It’s almost Thanksgiving Day, the most food-celebrated holiday across the nation. We celebrate this gratuitous day by eating, with the centerpiece for our meal being that of the turkey. Thanksgiving was established in 1621by the pilgrims as a way to celebrate a successful harvest. The occasion was noted by eating for 3 days and the turkey served as the meat and the symbol because of its preference among Native Americans.
Turkey, or Meleagris gallopavo, is a wild bird. It is hunted and used for meat year-round. Turkey is poultry and can take hours to cook thoroughly which may explain why individuals prefer to serve it only on Thanksgiving Day. There are concerns about not only turkey but poultry in general as to its safety in the event it is undercooked.

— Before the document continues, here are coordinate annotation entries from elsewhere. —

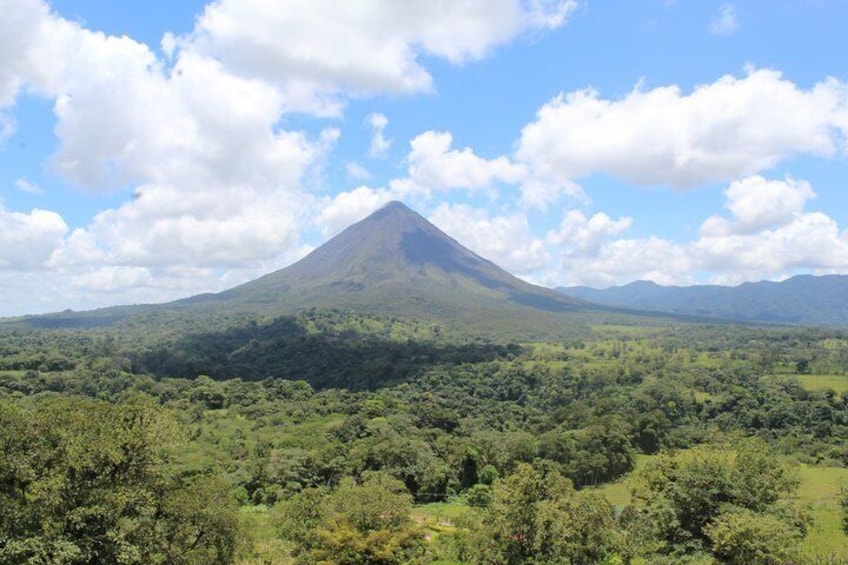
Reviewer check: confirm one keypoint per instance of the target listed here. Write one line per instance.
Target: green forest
(333, 437)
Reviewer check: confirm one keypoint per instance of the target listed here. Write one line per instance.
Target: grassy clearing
(819, 489)
(441, 516)
(838, 383)
(266, 547)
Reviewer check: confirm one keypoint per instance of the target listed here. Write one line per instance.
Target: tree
(744, 537)
(536, 516)
(84, 482)
(685, 493)
(358, 523)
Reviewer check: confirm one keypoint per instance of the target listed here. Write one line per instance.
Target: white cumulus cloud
(27, 241)
(725, 21)
(435, 166)
(718, 132)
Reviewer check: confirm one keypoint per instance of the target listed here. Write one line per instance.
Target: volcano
(395, 262)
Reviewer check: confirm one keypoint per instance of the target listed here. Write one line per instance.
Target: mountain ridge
(810, 300)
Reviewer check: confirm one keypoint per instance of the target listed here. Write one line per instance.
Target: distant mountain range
(801, 300)
(392, 263)
(395, 263)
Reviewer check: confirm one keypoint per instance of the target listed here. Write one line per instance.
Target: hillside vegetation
(330, 428)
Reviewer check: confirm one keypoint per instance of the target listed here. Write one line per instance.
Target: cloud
(720, 131)
(435, 166)
(318, 51)
(507, 240)
(767, 234)
(377, 123)
(725, 22)
(757, 204)
(356, 172)
(346, 208)
(579, 235)
(27, 241)
(25, 186)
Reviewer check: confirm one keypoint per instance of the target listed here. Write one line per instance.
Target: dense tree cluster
(343, 422)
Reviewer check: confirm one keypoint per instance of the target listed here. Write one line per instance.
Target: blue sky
(150, 151)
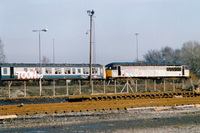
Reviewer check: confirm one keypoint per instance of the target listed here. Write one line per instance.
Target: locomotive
(50, 71)
(19, 71)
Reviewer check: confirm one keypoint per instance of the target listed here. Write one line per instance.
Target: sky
(159, 23)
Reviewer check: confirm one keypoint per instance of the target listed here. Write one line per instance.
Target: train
(20, 71)
(146, 70)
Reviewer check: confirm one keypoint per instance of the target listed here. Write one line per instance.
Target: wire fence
(14, 89)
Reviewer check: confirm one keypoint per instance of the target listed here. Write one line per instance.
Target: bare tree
(190, 54)
(167, 54)
(45, 60)
(2, 55)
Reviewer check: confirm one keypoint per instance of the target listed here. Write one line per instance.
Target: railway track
(57, 108)
(96, 97)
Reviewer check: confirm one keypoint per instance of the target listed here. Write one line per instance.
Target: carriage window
(25, 69)
(57, 71)
(5, 71)
(79, 71)
(173, 69)
(48, 71)
(67, 70)
(94, 70)
(73, 70)
(38, 70)
(85, 70)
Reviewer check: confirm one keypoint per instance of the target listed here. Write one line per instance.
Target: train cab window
(5, 71)
(57, 71)
(67, 70)
(48, 70)
(85, 70)
(94, 70)
(73, 70)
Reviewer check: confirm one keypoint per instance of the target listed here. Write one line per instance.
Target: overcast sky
(159, 23)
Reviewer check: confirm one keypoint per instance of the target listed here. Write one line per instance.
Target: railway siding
(57, 108)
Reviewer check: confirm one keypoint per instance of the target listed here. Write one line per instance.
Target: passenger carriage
(146, 70)
(50, 71)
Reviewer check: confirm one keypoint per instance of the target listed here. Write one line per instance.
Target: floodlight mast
(90, 13)
(44, 30)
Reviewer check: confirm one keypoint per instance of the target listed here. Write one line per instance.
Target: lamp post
(90, 13)
(53, 52)
(44, 30)
(136, 34)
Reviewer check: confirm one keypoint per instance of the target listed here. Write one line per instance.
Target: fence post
(79, 87)
(173, 85)
(154, 85)
(54, 87)
(24, 88)
(164, 85)
(135, 85)
(9, 85)
(145, 85)
(92, 87)
(104, 87)
(67, 87)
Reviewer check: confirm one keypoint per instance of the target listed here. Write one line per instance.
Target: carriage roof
(143, 64)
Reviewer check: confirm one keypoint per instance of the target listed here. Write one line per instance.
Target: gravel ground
(177, 120)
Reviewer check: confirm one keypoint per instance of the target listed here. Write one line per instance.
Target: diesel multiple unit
(81, 71)
(146, 70)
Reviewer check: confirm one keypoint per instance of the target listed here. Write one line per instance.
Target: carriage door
(183, 70)
(11, 72)
(119, 71)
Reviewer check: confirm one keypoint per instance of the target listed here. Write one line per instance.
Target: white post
(67, 88)
(154, 85)
(79, 87)
(24, 88)
(136, 86)
(115, 87)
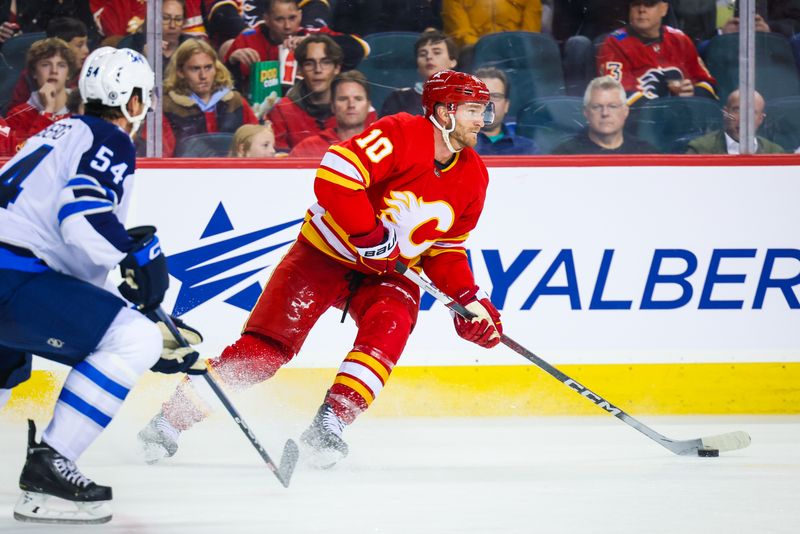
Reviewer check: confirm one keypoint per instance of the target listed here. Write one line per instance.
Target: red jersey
(120, 17)
(8, 141)
(316, 145)
(27, 120)
(389, 173)
(644, 68)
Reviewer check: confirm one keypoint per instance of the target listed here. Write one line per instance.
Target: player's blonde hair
(604, 83)
(187, 49)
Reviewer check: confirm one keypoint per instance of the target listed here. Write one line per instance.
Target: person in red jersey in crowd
(306, 109)
(351, 107)
(653, 60)
(8, 141)
(282, 27)
(51, 63)
(370, 215)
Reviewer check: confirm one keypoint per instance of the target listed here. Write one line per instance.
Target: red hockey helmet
(452, 88)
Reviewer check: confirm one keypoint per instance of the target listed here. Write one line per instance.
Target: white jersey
(63, 197)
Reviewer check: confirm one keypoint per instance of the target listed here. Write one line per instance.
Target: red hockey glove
(485, 328)
(377, 250)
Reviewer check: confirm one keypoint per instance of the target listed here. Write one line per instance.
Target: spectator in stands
(364, 17)
(498, 138)
(28, 16)
(71, 31)
(726, 141)
(351, 107)
(281, 26)
(199, 96)
(173, 16)
(51, 62)
(116, 19)
(8, 141)
(306, 108)
(467, 20)
(653, 60)
(253, 141)
(435, 51)
(606, 109)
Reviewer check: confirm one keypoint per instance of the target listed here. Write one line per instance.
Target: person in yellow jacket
(467, 20)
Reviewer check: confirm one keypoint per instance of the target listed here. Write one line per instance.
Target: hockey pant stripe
(116, 389)
(71, 399)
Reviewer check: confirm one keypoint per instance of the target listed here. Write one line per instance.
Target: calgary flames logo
(418, 223)
(653, 83)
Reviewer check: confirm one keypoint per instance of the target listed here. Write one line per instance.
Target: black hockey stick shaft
(283, 472)
(676, 447)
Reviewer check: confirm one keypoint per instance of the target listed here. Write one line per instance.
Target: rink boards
(667, 285)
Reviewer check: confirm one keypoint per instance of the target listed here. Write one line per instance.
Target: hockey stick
(290, 451)
(730, 441)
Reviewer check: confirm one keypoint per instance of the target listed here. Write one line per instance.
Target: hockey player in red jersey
(653, 60)
(408, 189)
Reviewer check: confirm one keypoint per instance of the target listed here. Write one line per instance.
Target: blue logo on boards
(195, 268)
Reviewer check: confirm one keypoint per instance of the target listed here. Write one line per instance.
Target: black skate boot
(159, 439)
(324, 438)
(47, 474)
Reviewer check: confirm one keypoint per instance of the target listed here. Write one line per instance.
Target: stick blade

Is it safe to eat turkey when it is pink on the inside? For most Americans, if we see pink in meat, we become alarmed and declare the meat to be undone. However, “the color of cooked poultry is not always a sure sign of its safety. Only by using a food thermometer can one accurately determine that poultry has reached a safe minimum internal temperature of 165 °F throughout the product. Turkey can remain pink even after cooking to a safe minimum internal temperature of 165 °F. The meat of smoked turkey is always pink.” www.fsis.usda.gov
So why pink? Pinkness occurs “when gases in the atmosphere of a heated gas or electric oven react chemically with hemoglobin in the meat tissues to give poultry a pink tinge. They are the same substances that give red color to smoked hams and other cured meats.” www.fsis.usda.gov
On Thanksgiving Day, my turkey has pink inside should I panic? Maybe – may be not – it really depends on the temperature of the cooked turkey. It is always best to cook turkey thoroughly as there is a possibility of salmonella. In most meats, salmonella can occur if mistreated or undercooked. The best way to ensure non-salmonella infection is to check your turkey with a meat thermometer. Do not cook in a hurry; be prepared to wait a few hours to ensure adequate time. In order to kill bacteria, you need to be patient and use appropriate temperature based on the size of the turkey. Also, put the thermometer in the deepest, thickest part of the turkey. Most turkeys come with thermometer inserted. Once considered done, let your turkey rest on stove top or table for at least 30 minutes.
Poultry can dry out if overcooked, so the use of the thermometer becomes even more important. Watchful waiting is best when cooking your turkey. Allow enough time to cook. Enjoy your family and friends and be thankful for the gift of having food and being able to cook. Happy Thanksgiving!